El hombre se llama Deepak Kumar. Tiene 46 años y es dueño de un gimnasio en la ciudad. Ese día, estaba cerca de una tienda cuando vio a un grupo de hombres agrediendo verbalmente a un comerciante musulmán de 70 años. Los agresores, vinculados al Bajrang Dal, un movimiento nacionalista hindú radical, exigieron al comerciante que eliminara la palabra "Baba" del nombre de su tienda, argumentando que solo podía ser utilizada por hindúes. La escena era tensa. Se alzaron las voces. Los transeúntes observaban sin intervenir.

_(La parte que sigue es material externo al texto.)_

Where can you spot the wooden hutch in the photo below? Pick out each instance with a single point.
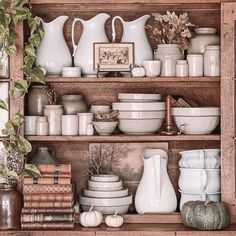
(207, 91)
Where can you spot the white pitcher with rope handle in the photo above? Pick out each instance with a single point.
(155, 192)
(93, 32)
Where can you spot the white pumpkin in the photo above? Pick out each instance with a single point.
(138, 71)
(114, 220)
(91, 218)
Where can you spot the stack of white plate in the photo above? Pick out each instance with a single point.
(140, 113)
(107, 194)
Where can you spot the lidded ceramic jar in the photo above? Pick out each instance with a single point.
(212, 61)
(37, 99)
(73, 104)
(10, 207)
(169, 54)
(54, 117)
(204, 37)
(44, 156)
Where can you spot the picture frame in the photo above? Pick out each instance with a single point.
(113, 56)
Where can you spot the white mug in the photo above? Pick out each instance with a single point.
(30, 125)
(152, 68)
(84, 120)
(70, 125)
(199, 180)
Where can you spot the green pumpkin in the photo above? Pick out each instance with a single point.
(205, 215)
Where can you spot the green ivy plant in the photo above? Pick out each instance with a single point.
(16, 146)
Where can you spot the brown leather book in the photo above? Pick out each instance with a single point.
(33, 218)
(48, 204)
(44, 180)
(58, 225)
(47, 188)
(47, 210)
(44, 197)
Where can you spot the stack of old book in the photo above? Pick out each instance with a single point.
(49, 200)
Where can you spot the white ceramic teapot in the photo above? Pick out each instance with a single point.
(93, 32)
(155, 192)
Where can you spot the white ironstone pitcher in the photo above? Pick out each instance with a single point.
(93, 32)
(134, 31)
(155, 192)
(53, 53)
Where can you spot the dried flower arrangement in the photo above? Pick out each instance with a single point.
(171, 29)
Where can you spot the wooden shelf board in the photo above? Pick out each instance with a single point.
(124, 138)
(130, 79)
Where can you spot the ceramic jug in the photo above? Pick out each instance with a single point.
(93, 32)
(53, 53)
(155, 192)
(134, 31)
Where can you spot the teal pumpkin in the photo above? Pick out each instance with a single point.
(205, 215)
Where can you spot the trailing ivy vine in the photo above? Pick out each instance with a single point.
(11, 13)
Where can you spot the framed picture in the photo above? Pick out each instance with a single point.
(113, 56)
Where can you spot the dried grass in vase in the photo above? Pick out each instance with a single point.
(171, 29)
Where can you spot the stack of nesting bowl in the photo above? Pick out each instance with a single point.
(140, 113)
(107, 194)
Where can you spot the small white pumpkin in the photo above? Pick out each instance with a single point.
(91, 218)
(114, 220)
(138, 71)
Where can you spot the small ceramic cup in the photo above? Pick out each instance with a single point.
(71, 72)
(152, 68)
(70, 125)
(30, 125)
(84, 120)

Es entonces cuando Deepak Kumar da un paso al frente y plantea una pregunta sencilla: ¿por qué obligar a un hombre a cambiar el nombre de una empresa que lleva décadas existiendo? En el video, se le escucha responder con calma cuando le preguntan su nombre: "Me llamo Mohammad Deepak".
Esta declaración inesperada y simbólica calmó momentáneamente la confrontación. Más tarde, Deepak explicó que quería transmitir un mensaje de igualdad y unidad. "No soy hindú ni musulmán. Ante todo, soy un ser humano", declaró en un video publicado tras el incidente.
Pero esta postura le valió una fuerte reacción. Desde que se publicaron las imágenes, Deepak Kumar ha sido blanco de insultos y amenazas en redes sociales, especialmente por parte de activistas nacionalistas. Multitudes se han congregado frente a su casa y su gimnasio, lo que ha obligado a la policía a intervenir para evitar nuevos disturbios.
Mientras tanto, llegaron numerosos mensajes de apoyo desde toda la India, elogiando su valentía y su rechazo al odio religioso.
Las autoridades han iniciado dos investigaciones: una sobre la intimidación del comerciante y la otra contra personas acusadas de incitar tensiones y alterar el orden público.
Este caso pone de relieve un clima cada vez más tenso en ciertas regiones de la India, donde las cuestiones religiosas suelen alimentar conflictos. El gesto sencillo pero arriesgado de Deepak Kumar sirve como recordatorio de que, más allá de las afiliaciones religiosas, la convivencia también depende de la valentía individual. Durante unos minutos, en una calle de Kotdwar, esta idea se materializó a través de un hombre común que se negó a guardar silencio, informó Oumma.